Mile 81
- Cover of the original e-book release
- Author: Stephen King
- Language: English
- Genre: Horror, science fiction
- Publisher: Simon & Schuster Digital
- Publication date: September 1, 2011
- Publication place: United States
- Media type: E-book
- Pages: 80

= Mile 81 =

Novella by Stephen King

Mile 81 is a novella by Stephen King, originally published as an e-book on September 1, 2011. The publication also includes an excerpt from King's novel 11/22/63, published two months later. It has also been collected in the 2015 short story collection The Bazaar of Bad Dreams.

==Summary==
At Mile 81 on the Maine Turnpike is a boarded-up rest stop, a place where teens drink and get into trouble. Pete Simmons sneaks away from his older brother and arrives there, where he finds a bottle of vodka and magazines. He drinks enough to pass out.

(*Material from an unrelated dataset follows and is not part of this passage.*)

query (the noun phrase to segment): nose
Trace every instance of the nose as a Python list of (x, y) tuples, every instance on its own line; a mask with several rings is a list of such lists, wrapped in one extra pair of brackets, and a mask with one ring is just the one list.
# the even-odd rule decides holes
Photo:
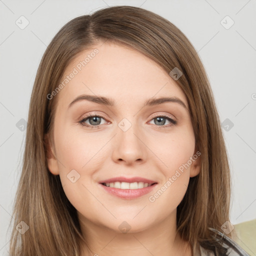
[(127, 128), (128, 124), (125, 122), (117, 127), (117, 134), (112, 144), (112, 160), (128, 166), (141, 164), (146, 160), (146, 146), (144, 142), (146, 139), (137, 126), (130, 124), (126, 130), (122, 126), (124, 124)]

A mud-covered station wagon (when there had not been any rain in New England for over a week) veers into the Mile 81 rest area, ignoring the sign that says "closed, no services". The driver's door opens but nobody gets out.

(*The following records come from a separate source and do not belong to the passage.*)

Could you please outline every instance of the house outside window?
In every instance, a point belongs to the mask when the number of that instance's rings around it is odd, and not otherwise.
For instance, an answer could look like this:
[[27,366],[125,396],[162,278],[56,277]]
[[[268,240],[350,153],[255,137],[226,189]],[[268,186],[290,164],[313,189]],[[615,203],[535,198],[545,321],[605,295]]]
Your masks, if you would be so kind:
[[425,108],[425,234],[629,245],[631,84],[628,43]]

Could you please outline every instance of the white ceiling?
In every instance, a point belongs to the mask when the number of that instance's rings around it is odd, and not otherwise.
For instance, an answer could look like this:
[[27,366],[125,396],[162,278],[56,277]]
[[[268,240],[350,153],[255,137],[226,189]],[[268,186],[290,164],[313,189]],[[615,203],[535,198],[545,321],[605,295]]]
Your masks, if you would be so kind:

It is eventually revealed that the "station wagon" is not a station wagon at all, but a sentient, extraterrestrial entity that only assumed the form of an earthly vehicle in order to lure in unsuspecting victims.

==Reception==
The story received a starred review from Library Journal with Mike Rogers calling it a no-brainer to purchase. Publishers Weekly called the story unnerving.

==Adaptation==
In February 2019, it was announced that a film adaptation is in development, with Alastair Lagrand set to direct.